Last reviewed: June 2017
American novelist, playwright, and essayist
January 31, 1923
Long Branch, New Jersey
November 10, 2007
New York, New York
Norman Kingsley Mailer was born in Long Branch, New Jersey, on January 31, 1923. Much of his childhood was spent in Brooklyn, New York, where he lived in a Jewish neighborhood. He never wrote about his upbringing, but it is clear from several published accounts of his life that he took to literature quite early—even though he earned an engineering degree from Harvard University. By the time of his college graduation, he had thoroughly absorbed the writing of Ernest Hemingway and John Dos Passos and was bent on becoming a great war novelist. He served as a rifleman in the Pacific during World War II, and his novel about the war, The Naked and the Dead, was greeted with great acclaim and popularity.
Mailer’s sudden success and celebrity troubled him. He thought that his first novel was derivative of the work of greater writers, and he was not yet certain of his own style. His remedy was to plunge himself into contemporary life, especially in the cultural and political scene, out of which he created his second novel, Barbary Shore, a turgid allegorical vision of the Cold War that alienated many critics. The Deer Park, a study of Hollywood during the years of the blacklisting, received a more favorable response. Still, Mailer was concerned about his difficulties in getting the right narrative voice, and critics gave the novel a mixed reception. Norman Mailer
Throughout the first ten years of his career, Mailer continued to get respectful attention—even from critics who believed that he had not lived up to his potential. Still floundering for a fictional form, he produced a work, Advertisements for Myself, that made literary capital of his frustrations as a writer.
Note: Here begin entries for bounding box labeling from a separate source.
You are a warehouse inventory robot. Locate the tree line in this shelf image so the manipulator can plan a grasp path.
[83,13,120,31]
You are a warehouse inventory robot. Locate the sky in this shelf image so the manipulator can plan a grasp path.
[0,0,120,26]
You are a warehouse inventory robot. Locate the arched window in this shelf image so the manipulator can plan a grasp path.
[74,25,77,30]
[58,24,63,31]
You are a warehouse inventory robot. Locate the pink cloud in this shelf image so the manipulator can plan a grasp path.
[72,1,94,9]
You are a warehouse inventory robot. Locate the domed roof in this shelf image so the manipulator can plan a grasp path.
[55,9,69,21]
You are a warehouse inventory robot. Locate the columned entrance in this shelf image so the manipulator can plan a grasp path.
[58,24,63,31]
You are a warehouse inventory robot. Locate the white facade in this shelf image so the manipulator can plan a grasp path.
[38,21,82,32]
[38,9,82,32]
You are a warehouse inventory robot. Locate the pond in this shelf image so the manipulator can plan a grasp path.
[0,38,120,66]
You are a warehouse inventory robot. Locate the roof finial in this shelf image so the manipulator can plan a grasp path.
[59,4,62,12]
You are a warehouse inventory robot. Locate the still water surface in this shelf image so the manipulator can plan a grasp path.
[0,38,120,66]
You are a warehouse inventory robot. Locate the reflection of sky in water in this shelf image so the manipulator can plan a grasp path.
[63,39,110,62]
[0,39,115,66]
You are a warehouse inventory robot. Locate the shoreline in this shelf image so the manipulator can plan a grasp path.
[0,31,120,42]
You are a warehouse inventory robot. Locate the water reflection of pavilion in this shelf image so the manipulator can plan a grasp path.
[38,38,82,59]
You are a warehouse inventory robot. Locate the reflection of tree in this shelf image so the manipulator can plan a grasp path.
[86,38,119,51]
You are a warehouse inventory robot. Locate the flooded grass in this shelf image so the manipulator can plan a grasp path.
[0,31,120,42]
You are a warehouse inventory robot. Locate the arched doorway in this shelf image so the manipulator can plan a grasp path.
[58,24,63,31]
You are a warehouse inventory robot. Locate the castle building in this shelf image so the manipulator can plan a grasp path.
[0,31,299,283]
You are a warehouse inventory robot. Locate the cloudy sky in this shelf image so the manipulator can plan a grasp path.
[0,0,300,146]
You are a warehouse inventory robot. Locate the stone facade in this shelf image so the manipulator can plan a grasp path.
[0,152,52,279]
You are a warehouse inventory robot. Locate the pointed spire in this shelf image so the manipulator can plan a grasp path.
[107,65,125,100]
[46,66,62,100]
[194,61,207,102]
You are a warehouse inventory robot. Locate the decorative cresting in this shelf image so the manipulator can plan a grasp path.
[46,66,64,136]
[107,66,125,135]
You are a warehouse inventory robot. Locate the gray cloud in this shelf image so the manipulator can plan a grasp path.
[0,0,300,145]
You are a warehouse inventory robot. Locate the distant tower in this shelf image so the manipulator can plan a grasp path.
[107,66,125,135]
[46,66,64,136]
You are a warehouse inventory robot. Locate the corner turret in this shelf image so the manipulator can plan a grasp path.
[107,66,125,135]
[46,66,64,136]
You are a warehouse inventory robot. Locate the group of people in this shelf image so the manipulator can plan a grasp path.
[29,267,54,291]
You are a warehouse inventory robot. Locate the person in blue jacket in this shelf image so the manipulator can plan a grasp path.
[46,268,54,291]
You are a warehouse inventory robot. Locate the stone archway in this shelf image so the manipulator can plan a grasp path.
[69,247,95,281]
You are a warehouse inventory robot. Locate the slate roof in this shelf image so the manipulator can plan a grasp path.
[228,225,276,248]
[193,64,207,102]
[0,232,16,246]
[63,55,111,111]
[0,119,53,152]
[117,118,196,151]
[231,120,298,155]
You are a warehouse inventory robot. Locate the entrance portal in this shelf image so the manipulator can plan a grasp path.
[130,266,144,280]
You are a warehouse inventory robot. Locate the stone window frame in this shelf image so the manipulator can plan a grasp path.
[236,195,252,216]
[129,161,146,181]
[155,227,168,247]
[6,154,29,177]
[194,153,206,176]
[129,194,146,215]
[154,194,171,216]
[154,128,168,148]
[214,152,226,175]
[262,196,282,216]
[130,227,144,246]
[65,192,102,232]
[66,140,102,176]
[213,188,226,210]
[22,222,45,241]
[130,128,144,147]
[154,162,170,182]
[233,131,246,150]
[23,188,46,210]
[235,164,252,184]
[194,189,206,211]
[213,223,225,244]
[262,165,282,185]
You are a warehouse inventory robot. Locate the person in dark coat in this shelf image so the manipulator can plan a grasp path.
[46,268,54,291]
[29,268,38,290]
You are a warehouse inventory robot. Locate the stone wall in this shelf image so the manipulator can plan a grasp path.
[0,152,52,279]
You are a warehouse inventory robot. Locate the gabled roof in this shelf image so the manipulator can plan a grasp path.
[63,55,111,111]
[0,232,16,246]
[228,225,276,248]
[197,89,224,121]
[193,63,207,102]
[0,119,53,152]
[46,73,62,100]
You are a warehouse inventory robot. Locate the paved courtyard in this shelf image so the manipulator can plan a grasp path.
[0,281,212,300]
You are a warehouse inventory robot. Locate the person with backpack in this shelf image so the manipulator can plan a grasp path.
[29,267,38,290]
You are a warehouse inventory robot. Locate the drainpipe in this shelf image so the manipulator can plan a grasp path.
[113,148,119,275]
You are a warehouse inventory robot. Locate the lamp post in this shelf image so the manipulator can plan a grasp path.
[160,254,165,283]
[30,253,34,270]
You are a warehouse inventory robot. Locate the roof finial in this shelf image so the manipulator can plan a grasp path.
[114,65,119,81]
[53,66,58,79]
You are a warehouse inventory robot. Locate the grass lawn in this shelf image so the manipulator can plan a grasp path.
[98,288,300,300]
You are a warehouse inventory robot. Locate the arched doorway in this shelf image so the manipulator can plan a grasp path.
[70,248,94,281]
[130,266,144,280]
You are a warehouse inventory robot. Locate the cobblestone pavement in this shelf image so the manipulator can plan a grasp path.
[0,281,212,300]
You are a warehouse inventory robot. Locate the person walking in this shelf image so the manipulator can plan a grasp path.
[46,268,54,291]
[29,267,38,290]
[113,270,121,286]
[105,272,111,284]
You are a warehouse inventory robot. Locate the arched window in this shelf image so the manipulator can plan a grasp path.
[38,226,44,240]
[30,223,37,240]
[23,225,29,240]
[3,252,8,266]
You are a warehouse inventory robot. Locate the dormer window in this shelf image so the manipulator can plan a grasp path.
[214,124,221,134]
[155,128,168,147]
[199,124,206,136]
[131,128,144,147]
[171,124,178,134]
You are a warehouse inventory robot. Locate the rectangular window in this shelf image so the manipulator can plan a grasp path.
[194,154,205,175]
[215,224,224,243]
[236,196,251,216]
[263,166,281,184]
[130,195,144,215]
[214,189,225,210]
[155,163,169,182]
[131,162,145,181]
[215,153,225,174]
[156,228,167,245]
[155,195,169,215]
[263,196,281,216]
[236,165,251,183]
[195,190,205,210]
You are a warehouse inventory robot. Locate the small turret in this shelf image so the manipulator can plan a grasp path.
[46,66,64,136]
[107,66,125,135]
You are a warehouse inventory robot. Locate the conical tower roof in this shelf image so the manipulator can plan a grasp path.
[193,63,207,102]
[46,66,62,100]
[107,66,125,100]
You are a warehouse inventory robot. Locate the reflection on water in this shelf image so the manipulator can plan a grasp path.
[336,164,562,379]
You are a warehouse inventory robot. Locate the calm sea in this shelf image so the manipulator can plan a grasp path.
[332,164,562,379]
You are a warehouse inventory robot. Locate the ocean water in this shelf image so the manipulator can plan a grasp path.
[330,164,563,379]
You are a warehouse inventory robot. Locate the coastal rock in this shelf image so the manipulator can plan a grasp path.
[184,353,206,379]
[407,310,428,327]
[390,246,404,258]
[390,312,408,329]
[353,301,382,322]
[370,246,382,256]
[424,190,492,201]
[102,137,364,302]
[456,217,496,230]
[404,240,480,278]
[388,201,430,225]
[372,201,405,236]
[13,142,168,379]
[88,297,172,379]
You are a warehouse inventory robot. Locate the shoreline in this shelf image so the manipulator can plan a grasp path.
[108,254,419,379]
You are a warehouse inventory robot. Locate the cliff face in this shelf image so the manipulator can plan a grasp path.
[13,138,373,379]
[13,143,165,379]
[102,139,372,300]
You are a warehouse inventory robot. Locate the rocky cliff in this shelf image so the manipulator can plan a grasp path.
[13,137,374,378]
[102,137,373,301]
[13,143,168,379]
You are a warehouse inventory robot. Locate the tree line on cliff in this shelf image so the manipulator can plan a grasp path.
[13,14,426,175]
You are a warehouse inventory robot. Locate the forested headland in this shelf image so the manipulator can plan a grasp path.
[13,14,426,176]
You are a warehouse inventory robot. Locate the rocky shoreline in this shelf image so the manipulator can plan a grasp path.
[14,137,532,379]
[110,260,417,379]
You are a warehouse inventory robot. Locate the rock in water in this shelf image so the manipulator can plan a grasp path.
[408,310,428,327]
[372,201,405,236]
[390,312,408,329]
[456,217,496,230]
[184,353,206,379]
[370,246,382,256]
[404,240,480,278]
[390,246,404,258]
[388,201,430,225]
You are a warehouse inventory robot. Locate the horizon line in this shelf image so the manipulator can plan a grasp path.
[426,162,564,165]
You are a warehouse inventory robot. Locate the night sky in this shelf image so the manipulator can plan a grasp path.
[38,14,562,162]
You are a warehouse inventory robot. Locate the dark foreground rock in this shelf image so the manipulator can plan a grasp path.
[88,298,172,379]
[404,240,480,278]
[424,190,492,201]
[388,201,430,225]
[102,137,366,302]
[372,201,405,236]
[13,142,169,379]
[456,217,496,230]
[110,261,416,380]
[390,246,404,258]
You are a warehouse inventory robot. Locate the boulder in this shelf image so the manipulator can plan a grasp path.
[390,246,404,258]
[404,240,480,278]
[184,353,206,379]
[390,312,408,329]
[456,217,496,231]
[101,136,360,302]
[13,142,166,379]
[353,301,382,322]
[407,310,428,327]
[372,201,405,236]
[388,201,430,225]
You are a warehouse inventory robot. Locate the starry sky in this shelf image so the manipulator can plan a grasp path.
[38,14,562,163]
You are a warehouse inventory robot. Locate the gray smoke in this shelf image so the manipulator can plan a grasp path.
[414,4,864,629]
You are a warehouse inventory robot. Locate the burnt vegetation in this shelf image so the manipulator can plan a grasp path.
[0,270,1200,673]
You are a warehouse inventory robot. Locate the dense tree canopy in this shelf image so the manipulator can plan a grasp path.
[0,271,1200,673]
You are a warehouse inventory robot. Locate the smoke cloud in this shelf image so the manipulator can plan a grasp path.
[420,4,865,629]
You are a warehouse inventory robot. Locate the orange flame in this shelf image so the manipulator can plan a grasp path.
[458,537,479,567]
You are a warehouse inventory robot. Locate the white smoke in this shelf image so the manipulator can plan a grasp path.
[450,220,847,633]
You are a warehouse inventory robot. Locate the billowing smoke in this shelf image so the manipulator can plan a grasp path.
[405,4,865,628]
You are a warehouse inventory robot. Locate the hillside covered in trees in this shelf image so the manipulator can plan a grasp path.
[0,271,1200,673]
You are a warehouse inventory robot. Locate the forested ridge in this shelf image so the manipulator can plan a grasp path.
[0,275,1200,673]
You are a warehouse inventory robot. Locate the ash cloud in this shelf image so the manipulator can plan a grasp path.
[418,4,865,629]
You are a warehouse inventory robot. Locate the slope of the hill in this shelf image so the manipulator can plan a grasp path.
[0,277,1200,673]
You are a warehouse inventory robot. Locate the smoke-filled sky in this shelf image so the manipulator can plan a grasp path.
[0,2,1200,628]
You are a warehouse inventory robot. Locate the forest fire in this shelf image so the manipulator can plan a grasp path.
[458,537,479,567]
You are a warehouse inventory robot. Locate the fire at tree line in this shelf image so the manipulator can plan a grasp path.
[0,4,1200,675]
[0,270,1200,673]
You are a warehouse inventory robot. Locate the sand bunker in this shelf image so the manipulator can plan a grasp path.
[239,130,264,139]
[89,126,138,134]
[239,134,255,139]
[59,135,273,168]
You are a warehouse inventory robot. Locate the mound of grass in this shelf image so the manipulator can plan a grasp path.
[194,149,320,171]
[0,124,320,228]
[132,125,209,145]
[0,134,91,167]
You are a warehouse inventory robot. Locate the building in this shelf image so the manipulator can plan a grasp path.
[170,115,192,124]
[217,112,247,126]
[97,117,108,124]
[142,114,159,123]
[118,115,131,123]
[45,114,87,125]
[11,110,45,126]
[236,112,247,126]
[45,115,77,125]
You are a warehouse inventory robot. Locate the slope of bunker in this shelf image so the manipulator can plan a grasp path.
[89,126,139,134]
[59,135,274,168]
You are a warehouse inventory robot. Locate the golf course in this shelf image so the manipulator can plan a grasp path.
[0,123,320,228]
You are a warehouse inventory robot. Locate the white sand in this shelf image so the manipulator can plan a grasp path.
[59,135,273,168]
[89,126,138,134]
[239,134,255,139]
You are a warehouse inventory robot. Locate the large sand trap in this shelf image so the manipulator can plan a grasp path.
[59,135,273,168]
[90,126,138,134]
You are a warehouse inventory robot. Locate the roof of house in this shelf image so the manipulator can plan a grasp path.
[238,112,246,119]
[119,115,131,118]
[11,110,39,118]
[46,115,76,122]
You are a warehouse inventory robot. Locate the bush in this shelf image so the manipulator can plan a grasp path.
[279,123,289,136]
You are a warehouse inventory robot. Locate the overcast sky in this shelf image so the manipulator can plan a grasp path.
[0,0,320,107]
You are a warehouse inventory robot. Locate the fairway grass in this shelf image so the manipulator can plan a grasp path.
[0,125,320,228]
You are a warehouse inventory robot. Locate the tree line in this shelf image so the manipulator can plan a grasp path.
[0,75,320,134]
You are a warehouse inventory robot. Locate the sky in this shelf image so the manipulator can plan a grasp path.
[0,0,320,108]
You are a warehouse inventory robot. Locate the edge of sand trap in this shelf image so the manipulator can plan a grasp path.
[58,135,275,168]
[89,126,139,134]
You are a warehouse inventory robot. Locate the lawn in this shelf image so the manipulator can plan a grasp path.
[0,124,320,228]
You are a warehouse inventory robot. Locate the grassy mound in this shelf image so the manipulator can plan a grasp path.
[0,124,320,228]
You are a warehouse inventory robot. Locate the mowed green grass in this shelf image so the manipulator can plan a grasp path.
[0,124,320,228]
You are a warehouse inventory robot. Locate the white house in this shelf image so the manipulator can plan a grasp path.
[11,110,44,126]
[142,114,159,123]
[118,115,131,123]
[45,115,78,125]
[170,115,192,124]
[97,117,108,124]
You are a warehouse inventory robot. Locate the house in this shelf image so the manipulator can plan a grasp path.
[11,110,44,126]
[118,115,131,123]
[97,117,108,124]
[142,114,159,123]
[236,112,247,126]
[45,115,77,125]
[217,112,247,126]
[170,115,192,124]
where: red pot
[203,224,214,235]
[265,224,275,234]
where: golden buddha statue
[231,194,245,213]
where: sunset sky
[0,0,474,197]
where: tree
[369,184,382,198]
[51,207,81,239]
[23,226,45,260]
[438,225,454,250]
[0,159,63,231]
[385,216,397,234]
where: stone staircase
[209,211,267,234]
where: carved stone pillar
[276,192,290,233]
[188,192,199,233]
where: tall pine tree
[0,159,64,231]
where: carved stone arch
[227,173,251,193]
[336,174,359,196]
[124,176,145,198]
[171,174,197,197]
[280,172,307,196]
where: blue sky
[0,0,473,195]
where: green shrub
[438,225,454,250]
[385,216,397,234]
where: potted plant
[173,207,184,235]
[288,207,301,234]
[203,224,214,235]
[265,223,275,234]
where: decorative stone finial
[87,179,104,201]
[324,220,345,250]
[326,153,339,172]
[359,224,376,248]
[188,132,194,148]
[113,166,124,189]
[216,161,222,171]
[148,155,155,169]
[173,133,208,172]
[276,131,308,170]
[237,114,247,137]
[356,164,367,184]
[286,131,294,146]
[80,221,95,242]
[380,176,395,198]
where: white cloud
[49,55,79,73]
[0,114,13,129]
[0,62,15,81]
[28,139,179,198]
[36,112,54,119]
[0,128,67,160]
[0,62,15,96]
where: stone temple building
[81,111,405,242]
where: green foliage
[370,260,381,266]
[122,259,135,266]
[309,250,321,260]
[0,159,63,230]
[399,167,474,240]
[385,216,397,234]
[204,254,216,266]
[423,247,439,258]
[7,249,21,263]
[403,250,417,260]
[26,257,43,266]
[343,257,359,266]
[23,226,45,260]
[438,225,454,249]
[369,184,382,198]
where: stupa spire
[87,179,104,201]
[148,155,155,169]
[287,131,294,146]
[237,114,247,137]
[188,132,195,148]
This collection of essays, stories, excerpts from novels, autobiographical fragments, and letters was a stunning tour de force that demonstrated Mailer’s facility with many different styles and points of view. It was his breakthrough book, in which he used himself as a character, and as his own best critic, commentator, and creator.
Two novels quickly issued from Mailer’s new sense of himself as an existentialist, a writer who lived in the moment and made material out of his personal crises and out of the nation’s predicaments. An American Dream and Why Are We in Vietnam? treated the sexual ambiguity and violence that Mailer believed to be at the core of the American identity. In both cases, the novels drew great praise and vilification—some critics honoring him for his honesty in showing the murderous instincts of his heroes, Steven Rojack and D.J., and others attacking him for the depravity of his vision.
It was not until The Armies of the Night that Mailer won over many of his hostile critics. He presented himself as a flawed yet brilliant observer of the American scene, caught up in the march on the Pentagon to protest the Vietnam War. The book had all the hallmarks of Mailer’s mature style—his comical, ironic treatment of himself and his deeply serious and shrewd study of the event itself in the context of American history. What is more, he elaborated a two-part structure (“History as Novel” and “The Novel as History”) that demonstrated perfectly his ability to grasp both the factual and the imaginative aspects of history.
After this watershed book, Mailer continued to produce fascinating and unconventional work: a detailed and highly imaginative treatment of the moon shot, a fictionalized psychobiography of Marilyn Monroe, a meditation on women’s liberation, and several collections of essays and literary criticism. The Executioner’s Song, Mailer’s story of the death-row convict Gary Gilmore, is a departure in style from his self-reflexive, semiautobiographical works; this objective and deeply moving study of an executed murderer rivals The Naked and the Dead in its panoramic view of individuals and society. Tough Guys Don’t Dance, a slighter work, represents Mailer’s not entirely successful effort to wed his existential psychology to the form of the mystery-detective novel.
In the 1990s, Mailer continued to pursue a broad range of interests, contributing essays on politics and culture to popular magazines and publishing another psychobiography on the young Pablo Picasso. His most important project was a multivolume fiction about the American and Russian intelligence communities and their involvements in the Kennedy assassination. As works of speculative history and historical fiction, Harlot’s Ghost and Oswald’s Tale weave together Mailer’s criticisms of American politics and violence, his existentialist and sexual themes, and the technical mastery over research and storytelling that characterizes his best writings. Many reviewers lamented their length, but these books confirm Mailer’s place as the premier political novelist of his time.
The 1997 novel The Gospel According to the Son is a restrained retelling of the Gospels from Jesus’s point of view. Mailer successfully finds a voice quite different from his own for the first-person narrator. Jesus is portrayed as very much of a man—driven by his divine mission but also doubting his ability to carry it out. In Mailer’s desire to respect the story while humanizing it, however, he perhaps does not risk enough in making Jesus a believable character.
Mailer’s final novel, The Castle in the Forest (2007), imagines Adolf Hitler’s childhood with a devil as narrator. Later that year, on November 10, 2007, Mailer died of acute renal failure in New York City at the age of eighty-four.